The Book of the Week is “Wild Ride” by Ann Hagedorn Auerbach, published in 1994. This is a long story largely similar to many others in which one person acquires and abuses too much power in an organization that eventually comes to a bad end.
The horse racing industry is largely a playground for the wealthy, as it costs big bucks to purchase, stable and train horses for racing. There is only a tiny probability of profiting, considering all the different risks, and the factors required to produce a winning horse.
Major racing sites are located in Louisville and Lexington, Kentucky; New York City, Saratoga Springs in New York State, and Hialeah in Florida.
Calumet Farm was the site of the training and spawning of racehorses. It was owned by the Wright family, whose patriarch’s goal in the 1980’s was to turn it “… into a bustling assembly-line style breeding operation, hellbent on producing winner after winner.”

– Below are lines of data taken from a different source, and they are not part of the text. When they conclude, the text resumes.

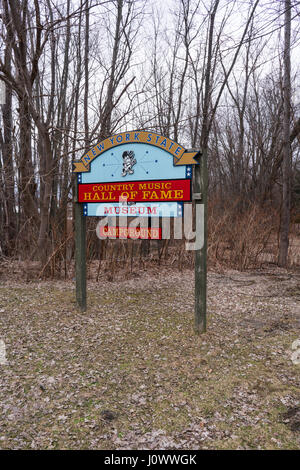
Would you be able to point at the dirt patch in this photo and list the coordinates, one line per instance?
(131, 374)
(292, 418)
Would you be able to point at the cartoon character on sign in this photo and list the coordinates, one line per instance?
(128, 162)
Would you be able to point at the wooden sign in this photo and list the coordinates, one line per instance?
(136, 191)
(128, 141)
(144, 233)
(137, 209)
(146, 171)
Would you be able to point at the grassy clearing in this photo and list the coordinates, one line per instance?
(134, 354)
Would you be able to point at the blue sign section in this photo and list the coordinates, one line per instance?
(139, 209)
(134, 162)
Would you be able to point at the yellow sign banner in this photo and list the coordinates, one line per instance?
(179, 154)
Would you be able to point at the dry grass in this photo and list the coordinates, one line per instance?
(134, 354)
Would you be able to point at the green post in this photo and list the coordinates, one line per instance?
(80, 254)
(200, 188)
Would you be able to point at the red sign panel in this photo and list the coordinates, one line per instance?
(130, 232)
(136, 191)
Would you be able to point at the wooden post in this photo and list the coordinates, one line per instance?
(200, 186)
(80, 253)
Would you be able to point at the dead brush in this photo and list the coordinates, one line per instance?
(238, 237)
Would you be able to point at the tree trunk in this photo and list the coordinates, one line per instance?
(286, 150)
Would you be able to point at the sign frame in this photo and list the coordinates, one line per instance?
(180, 156)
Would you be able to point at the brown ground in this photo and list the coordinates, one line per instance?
(130, 373)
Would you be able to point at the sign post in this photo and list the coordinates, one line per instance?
(140, 174)
(80, 253)
(200, 186)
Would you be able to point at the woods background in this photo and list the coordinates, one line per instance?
(221, 75)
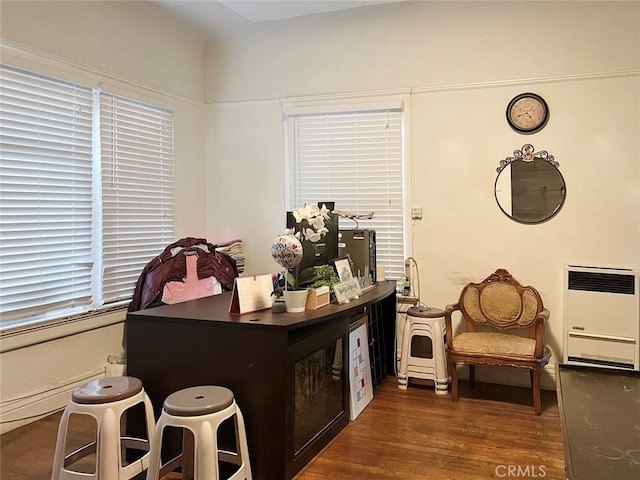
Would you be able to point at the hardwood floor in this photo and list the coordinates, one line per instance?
(491, 432)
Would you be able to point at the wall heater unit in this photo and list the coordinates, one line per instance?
(601, 317)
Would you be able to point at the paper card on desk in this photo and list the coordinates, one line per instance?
(251, 293)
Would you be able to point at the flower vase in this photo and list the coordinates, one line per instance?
(295, 300)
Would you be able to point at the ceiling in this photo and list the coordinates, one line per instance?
(264, 10)
(227, 15)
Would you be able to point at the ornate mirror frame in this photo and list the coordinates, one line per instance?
(529, 187)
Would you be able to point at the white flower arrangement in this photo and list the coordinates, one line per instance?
(315, 217)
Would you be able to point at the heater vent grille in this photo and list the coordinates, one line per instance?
(602, 282)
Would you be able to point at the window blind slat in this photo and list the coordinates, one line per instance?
(45, 199)
(354, 158)
(50, 174)
(137, 192)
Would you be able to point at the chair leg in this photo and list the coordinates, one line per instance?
(535, 378)
(454, 379)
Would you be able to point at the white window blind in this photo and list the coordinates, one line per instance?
(137, 190)
(45, 194)
(355, 159)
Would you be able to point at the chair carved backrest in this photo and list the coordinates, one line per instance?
(500, 302)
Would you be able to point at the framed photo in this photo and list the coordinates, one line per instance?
(343, 267)
(347, 290)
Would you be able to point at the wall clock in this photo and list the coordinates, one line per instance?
(527, 113)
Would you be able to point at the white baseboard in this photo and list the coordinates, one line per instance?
(33, 406)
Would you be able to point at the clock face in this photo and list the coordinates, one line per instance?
(527, 113)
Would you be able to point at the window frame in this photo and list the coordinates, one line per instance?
(57, 323)
(331, 106)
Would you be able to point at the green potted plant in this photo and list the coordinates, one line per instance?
(287, 252)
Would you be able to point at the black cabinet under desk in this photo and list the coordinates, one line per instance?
(279, 367)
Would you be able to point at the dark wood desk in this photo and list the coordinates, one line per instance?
(255, 355)
(600, 415)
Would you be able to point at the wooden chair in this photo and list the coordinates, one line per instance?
(491, 309)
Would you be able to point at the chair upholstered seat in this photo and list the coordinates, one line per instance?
(494, 344)
(495, 314)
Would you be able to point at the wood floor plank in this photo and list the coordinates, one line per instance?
(408, 434)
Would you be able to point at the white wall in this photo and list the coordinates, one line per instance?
(137, 50)
(463, 62)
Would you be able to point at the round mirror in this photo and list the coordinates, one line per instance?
(530, 191)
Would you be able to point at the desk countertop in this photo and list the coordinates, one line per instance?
(600, 413)
(216, 309)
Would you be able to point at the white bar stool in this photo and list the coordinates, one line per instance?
(106, 400)
(202, 410)
(424, 324)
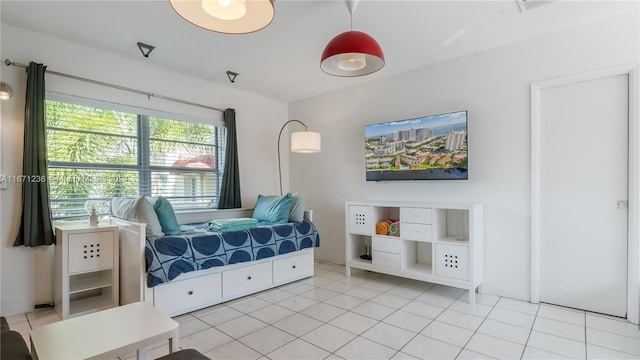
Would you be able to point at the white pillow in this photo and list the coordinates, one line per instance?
(137, 209)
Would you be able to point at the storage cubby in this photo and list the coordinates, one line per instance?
(453, 225)
(358, 246)
(439, 243)
(417, 257)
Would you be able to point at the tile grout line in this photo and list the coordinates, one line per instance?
(476, 331)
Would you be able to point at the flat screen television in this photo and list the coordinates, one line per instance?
(431, 147)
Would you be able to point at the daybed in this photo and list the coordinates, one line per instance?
(189, 271)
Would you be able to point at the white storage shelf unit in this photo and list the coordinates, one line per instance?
(438, 243)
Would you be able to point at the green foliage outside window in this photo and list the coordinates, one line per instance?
(96, 154)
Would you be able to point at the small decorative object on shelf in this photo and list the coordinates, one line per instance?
(93, 218)
(367, 253)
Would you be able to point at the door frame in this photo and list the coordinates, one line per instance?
(633, 211)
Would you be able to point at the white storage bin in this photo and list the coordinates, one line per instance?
(452, 261)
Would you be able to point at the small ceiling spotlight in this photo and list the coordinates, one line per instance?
(232, 76)
(145, 49)
(5, 91)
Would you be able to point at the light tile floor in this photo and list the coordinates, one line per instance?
(374, 316)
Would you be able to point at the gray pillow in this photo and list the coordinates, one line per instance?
(137, 209)
(298, 204)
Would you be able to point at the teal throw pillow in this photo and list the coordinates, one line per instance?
(273, 209)
(167, 216)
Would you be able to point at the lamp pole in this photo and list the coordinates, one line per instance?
(279, 136)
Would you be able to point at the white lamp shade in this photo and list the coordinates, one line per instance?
(305, 142)
(226, 16)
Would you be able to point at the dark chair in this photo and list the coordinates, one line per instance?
(186, 354)
(12, 344)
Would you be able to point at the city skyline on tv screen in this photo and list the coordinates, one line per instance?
(431, 147)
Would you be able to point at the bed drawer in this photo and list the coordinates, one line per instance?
(293, 268)
(176, 297)
(247, 279)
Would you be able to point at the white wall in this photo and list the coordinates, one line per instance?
(494, 88)
(25, 272)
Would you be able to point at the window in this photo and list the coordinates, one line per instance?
(96, 154)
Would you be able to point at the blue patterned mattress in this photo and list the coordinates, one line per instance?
(198, 249)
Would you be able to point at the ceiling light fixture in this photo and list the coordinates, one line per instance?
(352, 53)
(232, 76)
(304, 142)
(226, 16)
(5, 91)
(145, 49)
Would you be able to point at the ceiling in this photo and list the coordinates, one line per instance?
(282, 61)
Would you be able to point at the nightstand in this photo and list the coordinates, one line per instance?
(86, 269)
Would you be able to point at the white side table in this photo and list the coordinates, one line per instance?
(86, 272)
(105, 334)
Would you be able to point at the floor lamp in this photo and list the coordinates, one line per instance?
(305, 142)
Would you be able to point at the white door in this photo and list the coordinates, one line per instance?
(584, 131)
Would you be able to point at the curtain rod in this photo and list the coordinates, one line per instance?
(148, 94)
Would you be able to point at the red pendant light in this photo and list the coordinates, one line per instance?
(226, 16)
(352, 53)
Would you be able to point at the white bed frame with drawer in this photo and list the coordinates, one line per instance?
(199, 289)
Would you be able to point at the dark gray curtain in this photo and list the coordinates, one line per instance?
(35, 220)
(230, 190)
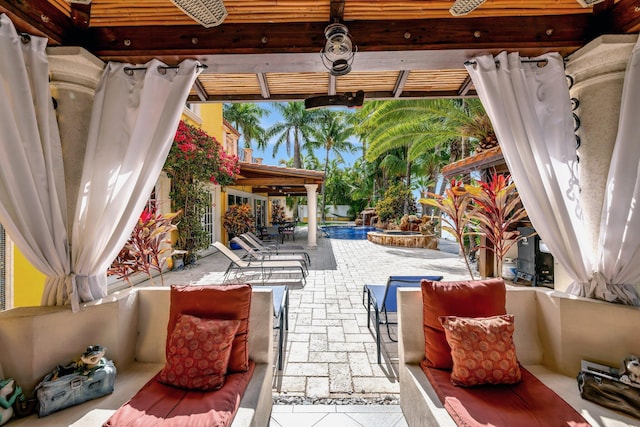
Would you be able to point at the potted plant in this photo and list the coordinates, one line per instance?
(455, 206)
(496, 209)
(146, 248)
(239, 219)
(490, 209)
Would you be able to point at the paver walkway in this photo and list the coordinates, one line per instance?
(330, 353)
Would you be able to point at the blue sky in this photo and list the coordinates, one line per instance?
(267, 155)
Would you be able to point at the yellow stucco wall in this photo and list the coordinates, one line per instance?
(211, 115)
(28, 283)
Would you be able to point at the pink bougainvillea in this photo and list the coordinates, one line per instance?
(197, 156)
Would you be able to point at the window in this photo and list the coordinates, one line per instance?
(207, 220)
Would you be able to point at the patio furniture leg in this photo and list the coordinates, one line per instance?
(378, 334)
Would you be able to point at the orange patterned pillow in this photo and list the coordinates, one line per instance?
(482, 350)
(198, 353)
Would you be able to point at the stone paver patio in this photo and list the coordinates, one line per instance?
(330, 353)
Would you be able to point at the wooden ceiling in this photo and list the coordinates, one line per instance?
(269, 50)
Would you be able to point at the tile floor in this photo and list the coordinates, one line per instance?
(330, 353)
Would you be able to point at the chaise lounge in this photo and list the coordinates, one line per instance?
(553, 333)
(132, 325)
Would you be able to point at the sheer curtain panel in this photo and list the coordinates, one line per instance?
(619, 256)
(32, 189)
(134, 119)
(529, 107)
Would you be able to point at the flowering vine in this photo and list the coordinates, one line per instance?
(196, 158)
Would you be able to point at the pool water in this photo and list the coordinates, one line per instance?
(347, 232)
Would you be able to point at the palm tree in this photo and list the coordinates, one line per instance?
(246, 118)
(298, 124)
(332, 134)
(420, 126)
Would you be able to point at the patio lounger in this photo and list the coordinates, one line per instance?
(383, 300)
(281, 317)
(266, 256)
(272, 244)
(266, 268)
(278, 250)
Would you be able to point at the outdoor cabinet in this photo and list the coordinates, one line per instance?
(534, 264)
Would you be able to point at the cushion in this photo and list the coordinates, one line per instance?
(160, 405)
(479, 298)
(482, 350)
(528, 403)
(198, 353)
(230, 302)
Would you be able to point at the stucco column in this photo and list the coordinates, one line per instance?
(598, 71)
(74, 76)
(312, 205)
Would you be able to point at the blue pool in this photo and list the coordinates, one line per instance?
(348, 232)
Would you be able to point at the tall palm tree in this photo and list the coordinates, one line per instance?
(246, 118)
(332, 134)
(296, 127)
(421, 126)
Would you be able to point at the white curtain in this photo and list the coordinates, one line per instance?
(32, 188)
(531, 113)
(529, 106)
(619, 248)
(133, 121)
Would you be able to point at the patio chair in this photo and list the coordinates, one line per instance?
(266, 268)
(287, 229)
(266, 256)
(281, 317)
(272, 244)
(383, 300)
(279, 250)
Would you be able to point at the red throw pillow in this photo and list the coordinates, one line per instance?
(231, 302)
(477, 298)
(482, 350)
(198, 353)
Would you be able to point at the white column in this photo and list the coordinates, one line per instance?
(74, 76)
(312, 204)
(598, 73)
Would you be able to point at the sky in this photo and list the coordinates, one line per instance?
(267, 155)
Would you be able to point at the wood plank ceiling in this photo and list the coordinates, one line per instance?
(269, 50)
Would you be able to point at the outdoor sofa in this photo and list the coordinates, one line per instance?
(553, 333)
(132, 325)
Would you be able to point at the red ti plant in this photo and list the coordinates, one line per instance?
(496, 208)
(145, 250)
(454, 205)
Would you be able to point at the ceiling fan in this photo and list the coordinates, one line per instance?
(463, 7)
(346, 100)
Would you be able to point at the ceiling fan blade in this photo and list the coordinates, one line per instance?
(346, 100)
(463, 7)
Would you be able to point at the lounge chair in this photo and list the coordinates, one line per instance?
(265, 268)
(272, 244)
(281, 317)
(278, 250)
(267, 256)
(383, 300)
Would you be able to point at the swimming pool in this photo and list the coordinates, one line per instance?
(347, 232)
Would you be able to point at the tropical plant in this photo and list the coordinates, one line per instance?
(239, 219)
(195, 159)
(146, 247)
(246, 119)
(496, 208)
(393, 203)
(296, 127)
(454, 206)
(277, 214)
(332, 134)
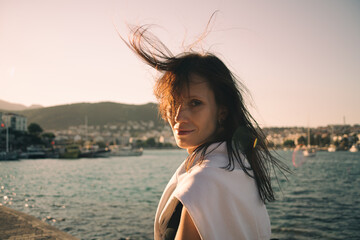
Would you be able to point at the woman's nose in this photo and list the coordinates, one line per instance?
(181, 114)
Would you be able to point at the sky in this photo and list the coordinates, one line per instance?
(299, 59)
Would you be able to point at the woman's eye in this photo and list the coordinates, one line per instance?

In the early 1980’s, J.T. Lundy wed a Calumet heiress with the aim of inheriting the large horse farm. He inherited it at 41 years old. He immediately engaged in excessive spending on farm renovations, the purchase of a corporate jet and additional horses, and paying more workers. In the industry in general, new systems were created by financiers to cash in on the horse-racing boom.
Lundy spent other people’s money (namely the Wright family’s) to fund his wheeling and dealing, while also commingling personal and business funds. The family (who knew nothing about horse racing) trusted him and his colleagues (who had numerous conflicts) to run the business and do what was in the family’s best interest.
The chief financial officer of Calumet attempted to duly inform Lundy of the farm’s mounting debt service, the unpaid insurance premiums and dwindling resources, etc. at the end of the 1980’s.
By November 1990, Calumet had approximately two hundred thoroughbreds and one hundred employees. Its fifteen-year-old stud Alydar, accounted for a large part of its revenue.
Sadly, the industry would reach its saturation point within a decade of Calumet’s soaring reputation as the premier place to breed winning horses. Read the book to learn the details of how the farm had gone from owing not a cent with the death of an heir prior to Lundy’s takeover, to the largest instance of debt explosion in the history of bluegrass.